Back in January when I was between jobs I had a free weekend to do some fun hacking. I decided to start a new open source project that had been brewing in the back of my head and since then have been poking at it on the weekends and an occasional late night. I decided to call it Scale Stack because it aims to provide a scalable network service stack. This may sound a bit generic and boring, but let me show a graph of a database proxy module I slapped together in the past couple days:
Database Proxy Graph
I setup MySQL 5.5.2-m2 and ran the sysbench read-only tests against it with 1-8192 threads. I then started up the database proxy module built on Scale Stack so sysbench would route through that, and you can see the concurrency improved quite a bit at higher thread counts. The database module doesn’t do much, it simply does connection concentration, mapping M to N connections, where N is a fixed parameter given at startup.

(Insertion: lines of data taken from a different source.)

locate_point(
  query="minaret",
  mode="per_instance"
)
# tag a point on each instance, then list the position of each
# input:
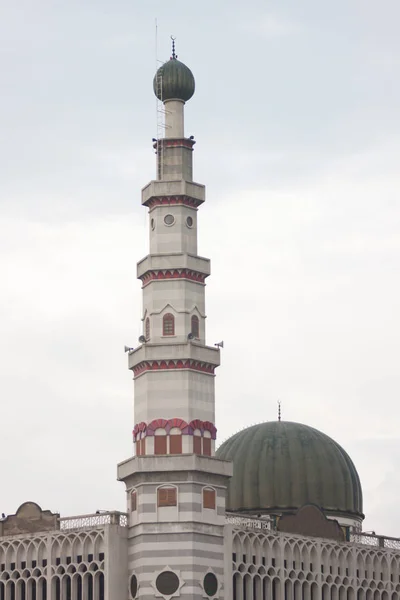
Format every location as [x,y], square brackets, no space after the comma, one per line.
[175,485]
[173,368]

In this case I always mapped all incoming sysbench connections down to 128 connections between Scale Stack and MySQL. It also uses a fixed number of threads and is entirely non-blocking. As you can see the max throughput around 64 threads is a bit lower, but I’ve not done much to optimize this yet (there should be some easy improvements where I simply stuck in a mutex instead of doing a lockless queue). It’s only a simple proof-of-concept module to see how well this would work, but it’s a start to a potentially useful module built on the other Scale Stack components. One other thing to mention is that these tests were run on a single 16-core Intel machine. I’d really like to test this with multiple machines at some point.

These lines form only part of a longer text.